Town to look at long-term pension funding
GREENFIELD — After reviewing its growing liability for future retiree benefits, the town is looking at ways to accumulate enough money over the next two or three decades to cover those costs outside the annual operating budget.
Marjorie Lane Kelly, the town’s finance director, said the town currently spends about $6 million a year covering benefits for its retired employees and their spouses.
Greenfield, like all government entities, is required by the state to find a way to discontinue this “pay as you go” funding of retiree benefits, according to Kelly. That means the town will have to come up with tens of millions of dollars over the next 20 to 30 years.
While At-large Town Councilor Dalton Athey has suggested the town start saving more money into a special account each year, Kelly and Mayor William Martin have said they want to “wait and see” what the state has to say.
Athey most recently suggested that the mayor take $670,000 the town was allowed to raise in extra property taxes under Proposition 21∕2 this year, and put it into an account to start funding the liability, but the mayor and rest of the councilors did not agree.
Martin has said that the state is currently looking at different ways towns and cities could fully fund retiree benefits and that there might even be some help from the state at some point.
The mayor said he plans to have ongoing conversations about how to fund them.
“The liability has always existed and auditors and bond rating agencies knew it existed, but since 2007 municipalities have been required to contract for an annual study and since 2009 we have been required to show it on our balance sheet,”said Kelly.
As of the latest actuarial study, dated June 30, 2012, Greenfield would need $73 million to be considered fully funded.
Elizabeth Braccia, the town’s accountant, said the study is a “snapshot” of where the town is. She said it looks at every employee, their age, their benefits, their life expectancy, and when it thinks each might retire, to determine how much it will cost the town from the time each retires through the remainder of their lives.
“It looks ahead 30 years at long-term, unfunded liabilities,” said Braccia.
Greenfield’s Human Resources Director Dennis Helmus said the town currently has 246 retirees, but he said it is difficult to determine how many it will have in the future because some employees don’t stay with the town for long and some retire without ever becoming vested. A benefitted employee must work for the town 10 years before he or she can receive a pension.
Helmus said the town has about 600 employees right now, but that includes part-time employees who don’t receive benefits.

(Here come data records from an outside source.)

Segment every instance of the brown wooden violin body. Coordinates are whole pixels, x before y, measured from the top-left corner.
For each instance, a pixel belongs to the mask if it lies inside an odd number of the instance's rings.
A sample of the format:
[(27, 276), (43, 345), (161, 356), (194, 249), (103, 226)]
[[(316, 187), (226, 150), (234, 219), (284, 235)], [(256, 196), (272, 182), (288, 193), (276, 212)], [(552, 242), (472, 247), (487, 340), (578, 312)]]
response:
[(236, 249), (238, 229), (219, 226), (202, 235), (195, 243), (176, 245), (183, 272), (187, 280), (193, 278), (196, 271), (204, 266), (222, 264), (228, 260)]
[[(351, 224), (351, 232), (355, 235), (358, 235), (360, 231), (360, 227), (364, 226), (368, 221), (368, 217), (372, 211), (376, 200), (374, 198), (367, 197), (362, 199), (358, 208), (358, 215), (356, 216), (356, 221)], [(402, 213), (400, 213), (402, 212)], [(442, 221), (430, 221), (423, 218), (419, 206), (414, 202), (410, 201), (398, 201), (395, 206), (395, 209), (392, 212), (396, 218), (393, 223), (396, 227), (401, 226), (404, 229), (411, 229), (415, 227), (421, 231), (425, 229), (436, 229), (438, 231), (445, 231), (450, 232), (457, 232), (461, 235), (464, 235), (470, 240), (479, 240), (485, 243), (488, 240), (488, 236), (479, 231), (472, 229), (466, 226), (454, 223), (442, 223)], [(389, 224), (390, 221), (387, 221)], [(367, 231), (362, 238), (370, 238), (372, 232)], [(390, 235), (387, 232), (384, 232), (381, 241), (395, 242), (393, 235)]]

He said the post-employment benefits included in the $73 million target are pensions and health insurance.
Once the town comes up with the $73 million, which could take up to 30 years and could be done by investing, borrowing or setting aside a lump sum each year, it would no longer be paying as it goes, but instead would be taking the funding from the special account each year.
Town officials agree that the $73 million is not a “real” number, but a “guesstimate,” one that gives the town a best target at this point.
Helmus said a lot could change over the next decade or two, including new laws or changes in what the town and its employees negotiate in contracts, which could mean it might cost the town less than the $73 million to fully fund the liability over the next two to three decades, or it might cost more. He said only time will tell.
The state itself is not exempt from the process, as it has its own liability for state retirees, said Kelly.
Recent legislation has amended existing laws concerning health insurance for active and retired employees, with an eye to controlling those costs.
Currently, a commission is charged with developing legislation that will provide funding methodology for OPEB (other post employment benefits).
“Greenfield is not unlike every other town in Massachusetts, and Massachusetts is not unlike nearly every state in the nation,” said Kelly. “Most states and municipalities have a liability and are struggling with finding the most effective and economical way of funding it.”